Ulla Wolanewitz

19. Februar 2020


Liebe Ulla,

du warst eine der ersten, die ich bei meiner Reise durch die Gemeinde kennenlernen durfte. „Ulla Wolanewitz macht viel für die Gemeinde und ist eine spannende Frau“, wurdest du mir angekündigt. Und genau so war es. Wir trafen uns bei mir Zuhause und haben schon bei unserer ersten Begegnung lange am Küchentisch gesessen und über Gott und die Welt gesprochen. Ich habe dich als ausgesprochen „geschäftstüchtig“ erlebt, denn du brachtest neben deinem wunderbaren, letzten Buch auch das Programm von „Kunst & Kultur Nottuln“, inklusive Mitgliedsantrag und zwei Freikarten für den Sherlock Holmes-Abend bei Ahlers mit. Das hat mich natürlich sofort angesprochen und das kulturelle Leben in Nottuln war unser Thema. Ja, die Kultur in Nottuln ist so vielfältig und lebendig, weil Vieles von Ehrenamtlichen getragen wird. 
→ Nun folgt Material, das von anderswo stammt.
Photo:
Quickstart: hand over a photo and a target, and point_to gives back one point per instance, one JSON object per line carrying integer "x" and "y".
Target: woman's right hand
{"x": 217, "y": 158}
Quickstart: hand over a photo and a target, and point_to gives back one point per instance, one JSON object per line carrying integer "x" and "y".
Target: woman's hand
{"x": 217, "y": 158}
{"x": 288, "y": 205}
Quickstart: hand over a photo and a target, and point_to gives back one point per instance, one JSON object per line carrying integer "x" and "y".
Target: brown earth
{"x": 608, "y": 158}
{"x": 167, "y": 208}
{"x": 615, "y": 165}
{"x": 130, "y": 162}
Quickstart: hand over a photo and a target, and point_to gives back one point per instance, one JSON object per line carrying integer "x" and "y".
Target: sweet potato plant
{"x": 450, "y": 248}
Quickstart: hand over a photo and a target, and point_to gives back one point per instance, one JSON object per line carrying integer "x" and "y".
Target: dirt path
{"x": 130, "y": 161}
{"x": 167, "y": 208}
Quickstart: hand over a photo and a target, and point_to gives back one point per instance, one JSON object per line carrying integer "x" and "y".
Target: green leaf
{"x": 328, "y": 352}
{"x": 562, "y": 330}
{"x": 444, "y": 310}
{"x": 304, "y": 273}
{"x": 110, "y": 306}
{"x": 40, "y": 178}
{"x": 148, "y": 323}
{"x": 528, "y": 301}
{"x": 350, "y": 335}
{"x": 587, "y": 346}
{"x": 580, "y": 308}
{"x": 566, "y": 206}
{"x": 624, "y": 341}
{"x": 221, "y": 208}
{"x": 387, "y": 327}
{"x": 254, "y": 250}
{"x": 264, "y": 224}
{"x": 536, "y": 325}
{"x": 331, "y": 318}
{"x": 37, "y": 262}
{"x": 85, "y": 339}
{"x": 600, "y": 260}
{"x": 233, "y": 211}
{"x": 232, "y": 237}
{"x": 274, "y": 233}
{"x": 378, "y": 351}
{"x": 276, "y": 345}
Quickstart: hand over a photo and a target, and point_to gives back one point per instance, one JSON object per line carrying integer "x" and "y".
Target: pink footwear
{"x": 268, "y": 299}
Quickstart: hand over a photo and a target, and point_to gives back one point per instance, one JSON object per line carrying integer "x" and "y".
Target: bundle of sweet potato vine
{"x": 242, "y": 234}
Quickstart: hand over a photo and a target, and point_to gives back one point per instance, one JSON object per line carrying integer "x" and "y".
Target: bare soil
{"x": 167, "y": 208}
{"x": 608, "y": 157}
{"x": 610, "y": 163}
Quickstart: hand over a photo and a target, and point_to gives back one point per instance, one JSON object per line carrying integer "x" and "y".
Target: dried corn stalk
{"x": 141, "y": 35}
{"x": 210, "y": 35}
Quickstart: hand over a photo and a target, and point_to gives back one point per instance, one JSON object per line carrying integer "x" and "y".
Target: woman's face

Wir waren uns schnell einig, dass die Unterstützung und auch die finanzielle Förderung dieses Bereiches manchmal sehr schlank ausfällt. Gerade für das Profil unserer Gemeinde ist es mit Blick auf die Zukunft aber ausgesprochen wichtig, die Attraktivität und die Unterschiedlichkeit der Veranstaltungen in jedem Fall zu halten und weiter auszubauen. Nottuln bietet so viel! Und doch fehlt es an der einen Ecke oder Kante… Warum wir keine eigene Musikschule haben? Das Geld dafür müssten wir nicht nur einmal im Haushalt investieren, sondern auch die laufenden Kosten jedes Jahr wieder berücksichtigen. Gemeinsam stark? Über die Gemeindegrenzen hinaus? Warum versuchen wir nicht, uns mit Nachbarkommunen zusammen zu tun und gründen eine „Kulturschule“? In der könnten Kinder und Jugendliche ein Instrument erlernen, malen und basteln, miteinander etwas schaffen, Lernen und Spaß miteinander verknüpfen. Das muss nicht in einem eigenen Gebäude passieren; dafür kann man eine kleine Verwaltung aufbauen und Räume nutzen, die es in unserer Gemeinde an unterschiedlicher Stelle schon gibt.

Liebe Ulla, du bist jemand, der „klare Kante“ zeigt und du verstehst es, die Themen zu vermarkten, die dich umtreiben. Nur mit einer gefestigten Meinung und auch mit dem Risiko, nicht alle mitzunehmen, kann man so sein. Aber ich erlebe auch, dass du nachfragst, den Dingen auf den Grund gehst, dass du dich vernetzt und dir Zeit nimmst, deine Meinung zu bilden. Das empfinde ich in unserer schnell gewordenen Zeit voller Schubladendenken und Oberflächlichkeit als eine echte Tugend. 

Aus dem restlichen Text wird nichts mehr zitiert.